General Approach
The charts provided in this module are similar to multivariate generalizations of univariate charts (for continuous variables), as described in the topic Quality Control Introductory Overview - General Approach. The logic, operation, and interpretation of multivariate charts is similar to the application of standard Shewhart control charts, such as X-bar and R charts. However, instead of tracking successive individual measurements (in an X and MR chart) or sample means and ranges (standard deviations) for a single variable, you track a vector of observations or sample means for several variables simultaneously, and the variance/covariance matrix for those observations or means to control the overall variability of the process (measured by multiple variables).
The following figure illustrates the reason why multivariate control charting often is more effective than simple charting of individual variables.
Two variables, X1 and X2, are shown. Both variables follow normal distribution, and it is apparent that the standard +/- 3 times sigma control lines, applied to each individual variable, does not detect any quality problems (outliers) for either one of the two variables.
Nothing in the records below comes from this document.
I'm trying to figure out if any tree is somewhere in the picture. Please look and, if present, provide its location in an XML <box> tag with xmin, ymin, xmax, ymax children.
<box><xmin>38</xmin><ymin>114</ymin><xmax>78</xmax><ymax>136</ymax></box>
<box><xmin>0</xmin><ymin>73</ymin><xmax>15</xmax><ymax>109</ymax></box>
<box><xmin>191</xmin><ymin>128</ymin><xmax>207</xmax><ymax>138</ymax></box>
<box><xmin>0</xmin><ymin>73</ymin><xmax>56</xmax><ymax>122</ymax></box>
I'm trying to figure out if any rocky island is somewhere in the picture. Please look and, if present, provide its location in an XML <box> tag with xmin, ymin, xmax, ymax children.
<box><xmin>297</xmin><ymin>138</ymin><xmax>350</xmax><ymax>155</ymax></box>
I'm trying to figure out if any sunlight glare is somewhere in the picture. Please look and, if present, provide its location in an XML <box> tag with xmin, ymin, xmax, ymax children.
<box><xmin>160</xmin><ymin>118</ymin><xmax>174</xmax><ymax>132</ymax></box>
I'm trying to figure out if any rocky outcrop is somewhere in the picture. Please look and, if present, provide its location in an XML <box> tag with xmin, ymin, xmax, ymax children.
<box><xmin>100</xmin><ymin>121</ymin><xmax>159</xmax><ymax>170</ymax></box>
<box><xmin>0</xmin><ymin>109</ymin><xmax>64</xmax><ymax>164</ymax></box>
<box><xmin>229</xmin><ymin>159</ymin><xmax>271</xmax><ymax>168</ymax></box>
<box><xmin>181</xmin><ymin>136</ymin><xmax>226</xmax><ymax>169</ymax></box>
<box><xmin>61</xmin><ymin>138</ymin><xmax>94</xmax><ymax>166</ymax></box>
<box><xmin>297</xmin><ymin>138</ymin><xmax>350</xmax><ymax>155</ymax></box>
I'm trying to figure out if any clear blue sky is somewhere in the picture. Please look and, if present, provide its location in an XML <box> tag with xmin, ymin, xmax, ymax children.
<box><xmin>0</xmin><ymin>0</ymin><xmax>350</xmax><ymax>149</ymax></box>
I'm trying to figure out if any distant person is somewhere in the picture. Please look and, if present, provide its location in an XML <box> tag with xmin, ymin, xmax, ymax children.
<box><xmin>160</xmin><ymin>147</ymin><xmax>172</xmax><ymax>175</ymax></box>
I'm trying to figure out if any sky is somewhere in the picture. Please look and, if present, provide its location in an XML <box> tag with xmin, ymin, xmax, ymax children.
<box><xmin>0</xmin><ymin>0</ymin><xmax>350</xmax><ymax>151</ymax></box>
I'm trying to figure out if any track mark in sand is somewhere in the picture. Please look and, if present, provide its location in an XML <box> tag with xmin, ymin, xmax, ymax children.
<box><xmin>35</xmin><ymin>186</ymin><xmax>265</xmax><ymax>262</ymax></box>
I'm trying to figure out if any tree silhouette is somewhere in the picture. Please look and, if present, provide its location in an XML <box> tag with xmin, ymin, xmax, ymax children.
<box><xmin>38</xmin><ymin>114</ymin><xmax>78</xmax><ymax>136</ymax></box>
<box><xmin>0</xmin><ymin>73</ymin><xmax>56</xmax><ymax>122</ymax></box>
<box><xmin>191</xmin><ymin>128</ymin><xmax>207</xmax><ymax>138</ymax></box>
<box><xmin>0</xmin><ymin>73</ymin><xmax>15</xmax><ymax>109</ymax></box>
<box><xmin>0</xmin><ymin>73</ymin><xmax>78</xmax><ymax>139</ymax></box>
However, it is apparent that a few points deviate from the common pattern, which best summarizes as a simple linear relationship between the two variables. If the two variables X1 and X2 are being monitored using standard X-bar and R charts (one for each variable), no quality problem is detected.
However, if the same data are charted in a Hotelling T2 chart, at least one multivariate outlier is detected.
This example illustrates the basic power of the multivariate approach. By observing and charting essentially the distance of a sample or point from all other points (normal multivariate observations, when the process is in control), changes and quality problems can be detected that would otherwise go unnoticed if one were to rely on traditional univariate control charting alone.